Chromatin compaction under mixed salt conditions: opposite effects of sodium and potassium ions on nucleosome array folding

Abstract

It is well known that chromatin structure is highly sensitive to the ionic environment. However, the combined effects of a physiologically relevant mixed ionic environment of K(+), Mg(2+) and Na(+), which are the main cations of the cell cytoplasm, has not been systematically investigated. We studied folding and self-association (aggregation) of recombinant 12-mer nucleosome arrays with 177 bp DNA repeat length in solutions of mixtures of K(+) and Mg(2+) or Na(+) and Mg(2+).

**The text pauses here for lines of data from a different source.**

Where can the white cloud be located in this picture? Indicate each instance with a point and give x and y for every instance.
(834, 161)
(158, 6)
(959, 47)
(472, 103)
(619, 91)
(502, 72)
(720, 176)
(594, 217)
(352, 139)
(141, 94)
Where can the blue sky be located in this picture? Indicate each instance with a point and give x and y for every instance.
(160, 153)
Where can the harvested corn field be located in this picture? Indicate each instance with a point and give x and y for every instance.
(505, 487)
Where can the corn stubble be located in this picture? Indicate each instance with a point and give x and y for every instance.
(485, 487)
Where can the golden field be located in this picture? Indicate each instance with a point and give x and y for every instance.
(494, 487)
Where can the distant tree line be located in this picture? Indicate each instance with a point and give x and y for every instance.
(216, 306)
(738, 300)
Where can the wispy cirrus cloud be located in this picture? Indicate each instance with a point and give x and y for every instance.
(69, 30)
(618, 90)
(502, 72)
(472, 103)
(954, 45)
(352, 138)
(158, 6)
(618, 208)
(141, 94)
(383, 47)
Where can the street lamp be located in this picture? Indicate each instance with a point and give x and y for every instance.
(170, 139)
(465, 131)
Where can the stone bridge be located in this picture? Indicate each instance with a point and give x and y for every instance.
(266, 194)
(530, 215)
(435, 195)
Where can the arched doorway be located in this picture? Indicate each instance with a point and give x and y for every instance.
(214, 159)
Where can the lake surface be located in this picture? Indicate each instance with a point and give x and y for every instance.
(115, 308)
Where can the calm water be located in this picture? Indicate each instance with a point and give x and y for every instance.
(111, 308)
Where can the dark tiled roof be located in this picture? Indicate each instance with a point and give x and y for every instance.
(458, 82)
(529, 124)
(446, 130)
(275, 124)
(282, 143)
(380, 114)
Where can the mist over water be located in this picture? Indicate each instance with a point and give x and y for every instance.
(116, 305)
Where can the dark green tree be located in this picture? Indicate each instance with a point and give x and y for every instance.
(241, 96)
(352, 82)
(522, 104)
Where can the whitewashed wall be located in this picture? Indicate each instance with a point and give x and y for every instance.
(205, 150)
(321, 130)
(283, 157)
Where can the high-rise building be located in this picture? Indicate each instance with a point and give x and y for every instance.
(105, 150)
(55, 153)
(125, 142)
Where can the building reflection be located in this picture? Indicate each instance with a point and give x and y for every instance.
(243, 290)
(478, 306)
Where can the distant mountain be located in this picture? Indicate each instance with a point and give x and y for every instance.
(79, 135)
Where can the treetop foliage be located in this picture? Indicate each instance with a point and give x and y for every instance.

In the presence of Mg(2+), the addition of sodium ions promotes folding of array into 30-nm fibres, whereas in mixtures of K(+) and Mg(2+), potassium ions abrogate folding. We found that self-association of nucleosome arrays in mixed salt solutions is synergistically promoted by Mg(2+) and monovalent ions, with sodium being slightly more efficient than potassium in amplifying the self-association. The results highlight the importance of a mixed ionic environment for the compaction of chromatin under physiological conditions and demonstrate the complicated nature of the various factors that determine and regulate chromatin compaction in vivo.

Figure 1. van Holde-Weischet analysis of the AUC-SV data obtained in mixed salt solutions.

Each graph presents the data determined at fixed concentration of NaCl or KCl (indicated at the top of the graph); each curve in the graphs was recorded for a given Mg²⁺ concentration. In each graph, the two vertical dashed lines indicate the s_20,w values characteristic of the 12-177-601 array respectively in unfolded state at low salt concentration (TEK buffer; s_20,w = 35.2 S) and in fully folded state obtained at 100 mM NaCl (s_20,w = 55 S); the horizontal dashed line marks the 50% boundary.

Figure 2. Summary of AUC-SV results.

(A). Values of sedimentation velocity coefficient, s_20,w, are displayed as a function of Mg²⁺ concentration at fixed concentration of added KCl (green) or NaCl (orange). Blue points are Mg²⁺-concentration dependence in the absence of added monovalent salt (data from Ref. 22). (B). Dependence of the s_20,w values on KCl or NaCl concentration in the absence of Mg²⁺ (hollow points; data from Ref. 22) or in the presence of 1 mM Mg²⁺ (solid points). All solutions contained TEK buffer. Error bars were calculated from 2–3 independent AUC scans and using s_20,w values within 20–80% of boundary. For 1 mM Mg²⁺ with added NaCl (solid triangles in (B)), the s_20,w values exceed the ones expected for the fully folded array (~55 S) and are of low quality (as indicated by large error bars) demonstrating array aggregation.

Figure 3. Mg²⁺-induced precipitation of the nucleosome arrays.

Relative absorbance at 259 nm determined in the supernatant of the array solution with fixed concentrations of KCl (A) or NaCl (B) is plotted as a function of MgCl₂ concentration. (All solutions contained 10 mM Tris buffer, pH 7.5). Points are experimental results; curves are sigmoidal fitting of the data. The dashed horizontal line indicates the midpoint of precipitation (EC₅₀).

Figure 4. Summary of the precipitation assay results.

Midpoints of the Mg²⁺-induced precipitation, EC₅₀, obtained in 10 mM Tris·HCl, pH 7.5 buffer without added monovalent salt (blue bar) or with 40, 75, 100 mM of added KCl (green) or NaCl (orange).